Fleuria Cica Bounce Cream: Clean or Greenwashed?

Greenwashing Check
Its ‘100% natural’ label hides a formula full of synthetic stabilizers—here’s the ingredient truth.
Expert Analysis · Honest Reviews · Real Results
🔬 **Clean Girl Trap**

Fleuria slapped “100% natural” on the front of this jar. Turn it around — the second ingredient is a synthetic emulsifier. That’s not a flex.

Greenwashing isn’t always lying. Sometimes it’s just… omitting. This cream leans hard on the *Centella* trend but loads up on stabilizers to keep it shelf-stable for 24 months. Mother Nature doesn’t do preservatives that well.

[IMG_1: Close-up of ingredient list with synthetic stabilizers circled in red pen]

🧴 **Bounce House**

$38 for 50ml. The claim: “Cica bounce cream for glass skin.” I bought it because the texture looked like a cloud in a jar — and I’m a sucker for pretty textures.

1

Bounce Gel Texture

Feels like a memory foam pillow for your face. Jiggly, weirdly satisfying.

2

Cica Complex

They say 10,000ppm of Centella Asiatica extract. Sounds impressive until you realize “extract” is mostly water.

3

No Fragrance Oils

Actually true. Smells like nothing. Thank god — the “natural” scented stuff usually breaks me out.

[IMG_2: Spoon scooping out the jelly-like texture — that satisfying bounce shot]

📜 **Ingredient Reality Check**

Here’s the thing: Butylene Glycol is the second ingredient. That’s a synthetic humectant.

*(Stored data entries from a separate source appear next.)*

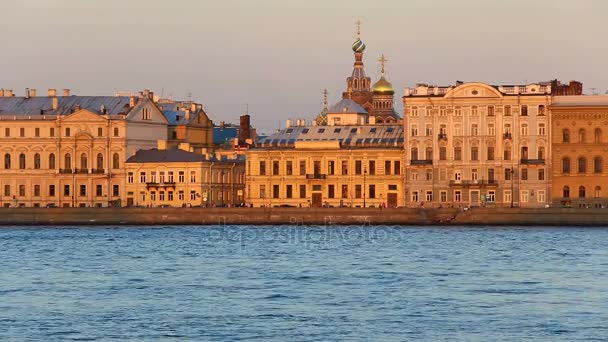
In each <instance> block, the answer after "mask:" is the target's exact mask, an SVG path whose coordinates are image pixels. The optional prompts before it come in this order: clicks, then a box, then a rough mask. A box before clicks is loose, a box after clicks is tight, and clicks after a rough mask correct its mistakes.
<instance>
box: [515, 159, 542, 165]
mask: <svg viewBox="0 0 608 342" xmlns="http://www.w3.org/2000/svg"><path fill="white" fill-rule="evenodd" d="M521 164H522V165H545V160H544V159H522V160H521Z"/></svg>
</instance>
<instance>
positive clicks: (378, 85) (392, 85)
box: [372, 76, 395, 95]
mask: <svg viewBox="0 0 608 342" xmlns="http://www.w3.org/2000/svg"><path fill="white" fill-rule="evenodd" d="M372 91H373V92H374V93H383V94H391V95H392V94H394V93H395V90H394V89H393V85H392V84H391V82H389V81H387V80H386V79H385V78H384V76H381V77H380V79H379V80H378V82H376V83H374V86H373V87H372Z"/></svg>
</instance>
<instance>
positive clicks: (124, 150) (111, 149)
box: [0, 89, 168, 207]
mask: <svg viewBox="0 0 608 342" xmlns="http://www.w3.org/2000/svg"><path fill="white" fill-rule="evenodd" d="M167 124H168V121H167V119H166V118H165V116H164V115H163V113H162V112H161V111H160V110H159V108H158V107H157V106H156V105H155V104H154V102H153V100H152V98H151V94H147V95H144V94H141V96H74V95H71V94H70V91H69V90H68V89H65V90H64V91H63V96H57V92H56V90H55V89H49V91H48V94H47V95H46V96H37V94H36V91H35V90H34V89H27V90H26V93H25V96H23V97H16V96H14V93H13V92H12V91H11V90H0V155H2V160H3V165H2V166H3V167H1V168H0V189H1V192H0V195H1V196H0V205H1V206H4V207H7V206H13V207H15V206H18V207H22V206H28V207H29V206H35V207H37V206H47V205H49V206H63V207H70V206H88V207H90V206H108V205H118V204H119V203H120V199H121V197H123V196H124V183H125V179H126V174H125V171H124V170H125V169H124V161H125V160H126V159H127V158H128V157H130V156H131V155H133V154H135V152H136V151H137V150H139V149H148V148H152V147H154V146H156V142H157V140H159V139H166V137H167Z"/></svg>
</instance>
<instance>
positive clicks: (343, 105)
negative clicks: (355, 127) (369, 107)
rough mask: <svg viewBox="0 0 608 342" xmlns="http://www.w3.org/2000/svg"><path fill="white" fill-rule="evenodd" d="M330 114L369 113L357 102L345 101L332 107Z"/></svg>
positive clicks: (336, 103) (354, 113) (330, 109)
mask: <svg viewBox="0 0 608 342" xmlns="http://www.w3.org/2000/svg"><path fill="white" fill-rule="evenodd" d="M328 113H350V114H367V111H366V110H365V109H364V108H363V107H361V106H360V105H359V104H358V103H357V102H355V101H353V100H351V99H344V100H341V101H340V102H338V103H336V104H335V105H333V106H331V108H330V109H329V112H328Z"/></svg>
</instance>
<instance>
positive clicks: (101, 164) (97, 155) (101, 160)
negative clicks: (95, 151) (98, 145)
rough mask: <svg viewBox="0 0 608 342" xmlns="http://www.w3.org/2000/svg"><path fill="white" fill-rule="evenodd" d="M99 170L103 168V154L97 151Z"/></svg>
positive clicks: (100, 169)
mask: <svg viewBox="0 0 608 342" xmlns="http://www.w3.org/2000/svg"><path fill="white" fill-rule="evenodd" d="M97 170H103V154H101V153H97Z"/></svg>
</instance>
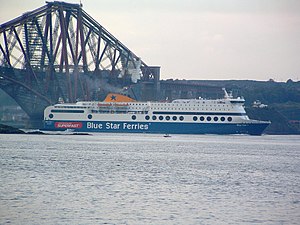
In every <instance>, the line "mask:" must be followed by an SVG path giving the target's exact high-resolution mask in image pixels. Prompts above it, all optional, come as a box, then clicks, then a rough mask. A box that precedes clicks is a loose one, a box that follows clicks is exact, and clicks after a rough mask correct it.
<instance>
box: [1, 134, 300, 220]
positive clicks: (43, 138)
mask: <svg viewBox="0 0 300 225" xmlns="http://www.w3.org/2000/svg"><path fill="white" fill-rule="evenodd" d="M0 169H1V174H0V224H6V223H11V224H299V223H300V222H299V221H300V137H299V136H262V137H252V136H184V135H174V136H172V137H170V138H164V137H163V136H162V135H149V134H148V135H143V134H140V135H135V134H127V135H124V134H103V135H101V134H97V135H92V136H75V135H51V136H48V135H47V136H42V135H0Z"/></svg>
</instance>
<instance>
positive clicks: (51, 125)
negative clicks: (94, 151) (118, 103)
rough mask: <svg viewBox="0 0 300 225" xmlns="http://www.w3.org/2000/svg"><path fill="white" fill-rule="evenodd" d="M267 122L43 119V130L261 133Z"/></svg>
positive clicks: (138, 131) (84, 131) (85, 131)
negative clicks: (68, 120) (194, 122)
mask: <svg viewBox="0 0 300 225" xmlns="http://www.w3.org/2000/svg"><path fill="white" fill-rule="evenodd" d="M267 126H268V123H240V124H236V123H183V122H182V123H181V122H180V123H171V122H167V123H164V122H113V121H53V120H46V121H44V128H45V130H57V131H63V130H66V129H72V130H74V131H75V132H120V133H162V134H251V135H261V134H262V132H263V131H264V129H265V128H266V127H267Z"/></svg>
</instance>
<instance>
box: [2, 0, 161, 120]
mask: <svg viewBox="0 0 300 225" xmlns="http://www.w3.org/2000/svg"><path fill="white" fill-rule="evenodd" d="M156 69H157V68H156ZM152 71H153V68H150V67H148V66H147V65H146V64H145V63H144V62H143V61H142V60H141V59H140V58H139V57H138V56H136V55H135V54H134V53H133V52H132V51H130V50H129V49H128V48H127V47H126V46H125V45H123V44H122V43H121V42H120V41H119V40H118V39H116V38H115V37H114V36H113V35H112V34H111V33H109V32H108V31H107V30H106V29H105V28H104V27H103V26H101V25H100V24H99V23H98V22H97V21H95V20H94V19H93V18H92V17H90V16H89V15H88V14H87V13H86V12H85V11H84V10H83V9H82V5H79V4H69V3H64V2H46V5H45V6H43V7H40V8H38V9H36V10H33V11H30V12H26V13H24V14H23V15H21V16H19V17H17V18H15V19H13V20H11V21H9V22H6V23H4V24H2V25H1V26H0V88H2V89H3V90H4V91H5V92H6V93H7V94H9V95H10V96H11V97H12V98H13V99H14V100H15V101H16V102H17V103H18V104H19V105H20V106H21V107H22V108H23V110H24V111H25V112H26V113H27V114H28V115H29V117H30V118H32V119H34V118H37V119H38V118H39V119H41V117H42V115H43V110H44V108H45V107H46V106H48V105H50V104H54V103H57V102H58V100H61V101H64V102H75V101H76V100H99V98H101V97H103V96H102V95H106V93H107V92H109V91H112V90H115V89H117V90H121V89H123V88H124V87H130V85H132V84H134V83H136V82H137V81H146V82H149V81H153V80H155V79H156V80H159V74H157V72H156V74H155V72H154V73H153V72H152ZM153 74H154V75H153Z"/></svg>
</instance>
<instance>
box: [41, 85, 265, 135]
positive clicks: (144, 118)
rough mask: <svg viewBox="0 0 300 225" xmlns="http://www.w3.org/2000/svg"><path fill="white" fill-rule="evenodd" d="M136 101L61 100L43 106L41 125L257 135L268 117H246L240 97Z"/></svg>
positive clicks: (117, 97) (119, 97)
mask: <svg viewBox="0 0 300 225" xmlns="http://www.w3.org/2000/svg"><path fill="white" fill-rule="evenodd" d="M223 90H224V98H222V99H216V100H210V99H202V98H199V99H177V100H173V101H172V102H150V101H147V102H138V101H135V100H134V99H132V98H130V97H128V96H125V95H121V94H112V93H111V94H108V95H107V97H106V98H105V100H104V101H102V102H95V101H93V102H87V101H86V102H77V103H72V104H71V103H62V104H56V105H53V106H48V107H47V108H46V109H45V110H44V129H45V130H51V131H64V130H72V131H74V132H122V133H161V134H249V135H261V134H262V133H263V131H264V130H265V128H266V127H267V126H268V125H269V124H270V122H268V121H258V120H252V119H249V117H248V116H247V115H246V112H245V109H244V102H245V100H244V99H243V98H240V97H238V98H233V97H232V94H228V93H227V92H226V90H225V89H223Z"/></svg>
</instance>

Not bad — but not “100% natural.” The star is *Madecassoside* (the actual wound-healing compound in cica) at a decent concentration. But they buried it under thickeners and synthetic esters.

  • Centella Asiatica Extract: Mostly water, sorry
  • Madecassoside: The real healer — acne spots beware
  • Butylene Glycol: Synthetic hydrator, not natural
  • Hydrogenated Polyisobutene: Fancy name for synthetic oil — gives that bounce

[IMG_3: Ingredient deck screenshot with “100% natural” claim highlighted next to synthetic ingredients]

🌿 **First Touch**

It’s cold. Like, fridge-cold even at room temp. Spreads like a gel-cream hybrid — disappears in about 12 seconds. My dry skin felt *okay* after the first application. Not moisturized, more like… patted on the head.

Week 2: My pores looked smaller. Not smaller like a filter, but genuinely less noticeable. The cica calmed some redness around my nose. But by hour 4, my T-zone got slick. This is not for oily gals.

💡

One Thing: Apply to *damp* skin only. On dry skin it pills like a bad sweater. Spritz some thermal water first — trust me.

[IMG_4: Texture spread on inner arm — showing how it melts into skin]

❌ **The Honest Before/After**

Redness reduced by maybe 30%. Texture felt smoother. But my dehydrated lines? Still there. It’s a surface-level soother, not a hydrating deep dive.

Buy if
You have reactive skin and want a lightweight, non-greasy calming layer for summer
⏭️

Skip if
You’re dry, dehydrated, or expect “100% natural” to mean *actually* natural
💰

Worth it?
$38 for 50ml of cica water + thickeners? Only if you love the texture. The results are mid.

[IMG_5: Side-by-side of skin before and after — subtle improvement, not dramatic]

✅ **Final Call**

It’s a pleasant gel-cream that does *some* calming. But the “100% natural” claim is marketing BS. You’re paying for texture, not transparency.

6.5/10
Pretty bounce, shady claims
🛍️

Where to Buy: Sephora or Fleuria’s site. Get the mini first — $18 for 15ml — unless you love wasting money on mediocre moisturizers.